所谓的欧姆接触是指半导体设备上具有线性并且对称的电流-电压特性曲线的区域。目前比较成熟的GaAs欧姆接触电极材料:n-GaAs是采用Au wt88%(重量百分比),Ge wt12%,+Ni wt5%的AuGeNi/Au电极;P-GaAs是采用Zn-Au,Cr-Au或Ti/Pt/Au电极。现有技术的早期,n-GaAs是使用AuGe共晶合金制作电极,其工艺是在真空蒸镀后,再高温退火以实现共晶化,但在此过程中Au容易起球,造成电极体的凹凸不平,更甚者可使电极脱落;为了解决该存在问题,业内研究者在共晶过程中加入了Ni防止了Au的起球;在再后来的工艺改进中又加入氮化钨(WN)作为防扩散层,最后再蒸镀Au形成欧姆接触电极。可见,现行GaAs的欧姆接触电极材料不仅制作工艺比较复杂,而且成本昂贵。为此,寻求获得工艺简单、成本较低的具有良好集成电路性能的稳定接触GaAs的欧姆接触电极材料,一直是业内科技人员力致于研究的课题。
发明内容
本发明提出了一种新品n型半绝缘GaAs的欧姆接触电极材料及其制备方法,目的在于通过一种简便而低成本的工艺技术,改变现行n型半绝缘GaAs的欧姆接触电极材料的结构构成,以制备出性能良好而廉价的n型半绝缘GaAs欧姆接触电极材料的新品。
本发明的技术解决方案:
本发明所称的新品n型半绝缘GaAs的欧姆接触电极材料的结构是:其底层为n型半绝缘GaAs基片,基片上设置的两个电极区上,镀有钴(Co)掺杂的非晶碳膜(a-C),非晶碳膜层上设置有镀银(Ag)层,由各自的非晶碳膜层及其镀银层构成相对应的两个电极。

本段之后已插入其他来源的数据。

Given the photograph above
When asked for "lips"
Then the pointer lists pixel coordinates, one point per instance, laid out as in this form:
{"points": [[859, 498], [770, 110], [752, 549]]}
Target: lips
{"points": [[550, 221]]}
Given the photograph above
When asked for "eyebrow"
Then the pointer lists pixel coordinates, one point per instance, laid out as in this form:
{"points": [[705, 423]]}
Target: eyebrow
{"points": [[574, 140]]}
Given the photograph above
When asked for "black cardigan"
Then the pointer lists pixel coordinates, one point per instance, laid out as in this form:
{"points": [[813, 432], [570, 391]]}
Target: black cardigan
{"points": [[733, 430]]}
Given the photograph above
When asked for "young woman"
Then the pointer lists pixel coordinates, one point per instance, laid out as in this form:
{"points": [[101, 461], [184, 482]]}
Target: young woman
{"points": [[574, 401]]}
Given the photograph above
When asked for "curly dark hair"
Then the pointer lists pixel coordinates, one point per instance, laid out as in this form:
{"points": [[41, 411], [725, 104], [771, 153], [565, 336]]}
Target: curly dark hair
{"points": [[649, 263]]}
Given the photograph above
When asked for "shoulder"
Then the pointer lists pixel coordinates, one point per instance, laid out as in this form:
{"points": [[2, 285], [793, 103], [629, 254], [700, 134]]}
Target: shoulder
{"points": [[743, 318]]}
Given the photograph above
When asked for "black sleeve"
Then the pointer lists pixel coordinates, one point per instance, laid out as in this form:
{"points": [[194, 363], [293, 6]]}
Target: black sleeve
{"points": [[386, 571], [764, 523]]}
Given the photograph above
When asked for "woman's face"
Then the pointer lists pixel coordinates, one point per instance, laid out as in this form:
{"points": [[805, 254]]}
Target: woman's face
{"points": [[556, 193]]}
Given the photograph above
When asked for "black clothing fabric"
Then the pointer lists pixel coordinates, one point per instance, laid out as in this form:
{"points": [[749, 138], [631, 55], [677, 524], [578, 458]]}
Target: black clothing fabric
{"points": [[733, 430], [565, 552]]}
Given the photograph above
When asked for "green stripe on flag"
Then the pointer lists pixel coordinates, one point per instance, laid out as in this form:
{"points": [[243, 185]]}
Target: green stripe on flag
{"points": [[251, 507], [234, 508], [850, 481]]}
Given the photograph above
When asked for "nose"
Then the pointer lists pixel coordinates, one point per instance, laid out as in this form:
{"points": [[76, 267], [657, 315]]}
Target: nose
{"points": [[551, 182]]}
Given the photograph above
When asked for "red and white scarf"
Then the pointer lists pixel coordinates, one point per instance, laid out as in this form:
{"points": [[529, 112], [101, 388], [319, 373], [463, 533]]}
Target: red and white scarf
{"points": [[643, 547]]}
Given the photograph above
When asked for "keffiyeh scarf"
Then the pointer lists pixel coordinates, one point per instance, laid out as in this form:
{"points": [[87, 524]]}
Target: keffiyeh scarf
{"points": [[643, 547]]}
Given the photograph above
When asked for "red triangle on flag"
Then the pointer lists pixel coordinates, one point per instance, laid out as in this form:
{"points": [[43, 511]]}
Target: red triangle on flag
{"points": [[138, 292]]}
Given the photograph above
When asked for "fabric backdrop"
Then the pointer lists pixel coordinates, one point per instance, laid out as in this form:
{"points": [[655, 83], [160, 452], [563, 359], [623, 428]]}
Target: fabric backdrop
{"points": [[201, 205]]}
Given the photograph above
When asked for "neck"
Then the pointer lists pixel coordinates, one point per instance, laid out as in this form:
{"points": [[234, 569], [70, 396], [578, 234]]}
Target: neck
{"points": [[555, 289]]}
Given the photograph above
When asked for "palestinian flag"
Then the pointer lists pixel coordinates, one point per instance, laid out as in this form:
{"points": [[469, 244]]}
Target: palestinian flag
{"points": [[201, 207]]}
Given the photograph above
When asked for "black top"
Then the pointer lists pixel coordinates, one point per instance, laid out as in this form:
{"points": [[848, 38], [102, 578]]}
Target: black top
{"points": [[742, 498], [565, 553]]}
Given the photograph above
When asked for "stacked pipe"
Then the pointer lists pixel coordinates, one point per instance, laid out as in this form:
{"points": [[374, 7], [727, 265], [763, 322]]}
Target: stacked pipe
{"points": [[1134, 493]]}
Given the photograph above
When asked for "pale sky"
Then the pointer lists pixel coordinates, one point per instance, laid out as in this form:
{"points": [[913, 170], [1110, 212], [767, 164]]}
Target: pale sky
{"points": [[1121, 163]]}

所述非晶碳膜层厚35-45 nm;所述镀Ag层厚50-100nm。
所述n型半绝缘GaAs基片为未掺杂的n型半绝缘GaAs,其电阻率约为9.5×107-5.0×108Ω.cm。
本发明所称的制备方法,其步骤是,首先采用脉冲激光沉积法,在n型半绝缘GaAs基片上的两个电极区镀Co掺杂的非晶碳膜;然后在该非晶碳膜上采用真空热蒸发方法镀Ag,便制成新品n型半绝缘GaAs的欧姆接触电极材料。
所述镀Co掺杂的非晶碳膜,是使用纯度为99.99%的石墨和99.9%的金属Co为靶源,将金属Co片贴在石墨靶上,并通过靶和基片的自转实现镀膜过程中的均匀掺杂;所控制的相关参数为:Co掺杂量约10 at%(原子百分比)、激光能量450毫焦/脉冲、腔体真空度5×10-5Pa、基片温度450℃、靶与基片距离5.5cm;当镀膜层厚度达到要求后,退火30分钟、自然冷却至室温。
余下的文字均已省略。